You can get one at your local animal shelter. I did.
Some people have the idea that something is wrong with shelter dogs. On the contrary, there usually was something wrong with their owners or else that dog or cat would still have a safe, healthy and happy life with the owner.
It was January 2007 and our beagle was missing. My husband was ill so I said I’d go down to the shelter, which isn’t far from our house, and see if he had been picked up.
While there, I saw the ugliest little dog I’d ever seen. When she saw me, she bounced up and down on her front legs as she snorted and slobbered, her bottom teeth jutting out from her severe underbite.
I went to her and petted her through the cage, but I moved on. I wasn’t there to get another dog; I was there to find the one who was missing.

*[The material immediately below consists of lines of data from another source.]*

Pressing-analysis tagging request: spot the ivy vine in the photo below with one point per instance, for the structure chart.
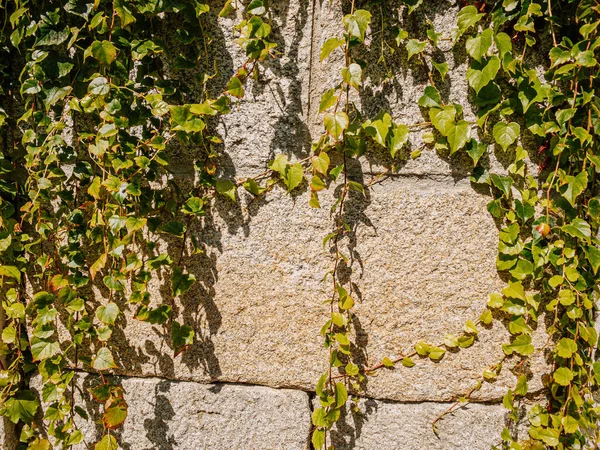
(89, 111)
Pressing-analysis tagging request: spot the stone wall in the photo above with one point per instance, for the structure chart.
(423, 264)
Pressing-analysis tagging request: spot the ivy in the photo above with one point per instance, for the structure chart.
(88, 116)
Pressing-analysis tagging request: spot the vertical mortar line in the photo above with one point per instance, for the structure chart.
(310, 64)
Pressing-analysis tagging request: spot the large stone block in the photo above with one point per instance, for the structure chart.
(169, 415)
(424, 263)
(407, 426)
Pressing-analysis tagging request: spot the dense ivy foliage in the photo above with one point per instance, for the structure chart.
(95, 96)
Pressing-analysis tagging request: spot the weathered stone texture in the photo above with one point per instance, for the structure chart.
(170, 415)
(407, 426)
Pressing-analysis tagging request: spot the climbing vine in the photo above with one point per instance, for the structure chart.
(92, 118)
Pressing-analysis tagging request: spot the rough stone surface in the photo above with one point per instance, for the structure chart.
(8, 439)
(407, 426)
(424, 263)
(170, 415)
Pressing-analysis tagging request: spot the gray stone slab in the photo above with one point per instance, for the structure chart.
(170, 415)
(407, 426)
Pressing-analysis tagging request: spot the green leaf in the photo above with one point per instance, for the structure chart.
(105, 52)
(235, 87)
(108, 442)
(335, 124)
(108, 314)
(574, 187)
(341, 395)
(578, 228)
(430, 98)
(565, 347)
(398, 138)
(458, 135)
(352, 75)
(442, 68)
(475, 150)
(181, 282)
(563, 376)
(356, 24)
(330, 45)
(103, 360)
(415, 47)
(56, 94)
(443, 119)
(478, 46)
(593, 256)
(115, 412)
(43, 349)
(506, 134)
(227, 188)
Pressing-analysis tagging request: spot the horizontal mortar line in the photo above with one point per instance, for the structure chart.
(531, 396)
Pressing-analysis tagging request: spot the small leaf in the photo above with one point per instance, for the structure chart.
(105, 52)
(335, 124)
(506, 134)
(227, 188)
(103, 360)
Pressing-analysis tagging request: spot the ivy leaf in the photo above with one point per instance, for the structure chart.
(330, 45)
(458, 135)
(105, 52)
(415, 47)
(442, 68)
(335, 124)
(475, 150)
(430, 98)
(593, 256)
(503, 183)
(563, 376)
(574, 187)
(115, 412)
(442, 119)
(566, 347)
(108, 314)
(235, 87)
(181, 282)
(227, 188)
(398, 138)
(293, 176)
(56, 94)
(103, 360)
(578, 228)
(42, 349)
(478, 46)
(356, 24)
(506, 134)
(108, 442)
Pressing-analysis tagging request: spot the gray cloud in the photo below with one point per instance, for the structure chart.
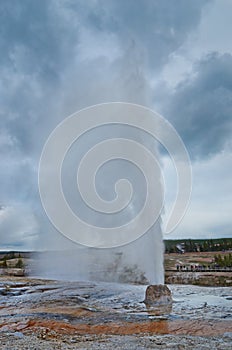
(200, 107)
(59, 56)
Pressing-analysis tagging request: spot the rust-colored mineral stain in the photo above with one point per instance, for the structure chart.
(196, 327)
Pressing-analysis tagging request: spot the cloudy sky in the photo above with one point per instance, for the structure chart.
(58, 56)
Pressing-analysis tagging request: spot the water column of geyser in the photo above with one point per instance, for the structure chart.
(141, 260)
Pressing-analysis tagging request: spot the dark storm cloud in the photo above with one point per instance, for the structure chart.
(59, 56)
(201, 106)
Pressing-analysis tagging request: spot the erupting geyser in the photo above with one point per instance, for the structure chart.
(110, 205)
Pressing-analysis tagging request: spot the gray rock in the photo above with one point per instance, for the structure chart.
(158, 295)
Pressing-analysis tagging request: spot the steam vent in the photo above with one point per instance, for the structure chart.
(158, 295)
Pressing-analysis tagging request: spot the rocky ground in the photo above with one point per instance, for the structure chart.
(42, 314)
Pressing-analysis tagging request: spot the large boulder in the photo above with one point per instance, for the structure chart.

A week later, I went back, hoping our Rosco would be there. He wasn’t, but the ugly little girl dog named Marcella was still there and again greeted me with snorts, slobbers and protruding teeth.
Again, I petted her and I walked away. But as I drove, I felt a stabbing pain in my chest. I just knew no one would take that little dog because she was too ugly to be adopted. I wanted to cry. But instead, I called my husband to see what he thought about me bringing her home. More of a dog lover than me, he said, “Do what you have to do.”
I immediately returned and got the dog. When she saw me, she went wild with excitement. She was so wild, it was difficult for me to put the leash on her, but I managed to. Then, I went to pay the minimal fee to take her. She continued to jump and prance so much I wondered how I would ever get her into my car and drive home.
But once we got in the car, she sat down in the passenger’s seat and behaved like a little lady.
When we got home, shortly after the other dogs had eaten their dinner, Marcie walked into the house and greeted the other dogs as though she’d known them all her life. She fit right in. And she didn’t seem as ugly as she did when she was in a cage.
Now, six years later, my girl is comfortable, happy, healthy and independent. She barks to let me know something’s happening outside. She’s friendly and sweet to my guests and she sometimes gets in bed with me to watch television, cuddle or nap.
October is Adopt a Shelter Dog Month. Start thinking about it now.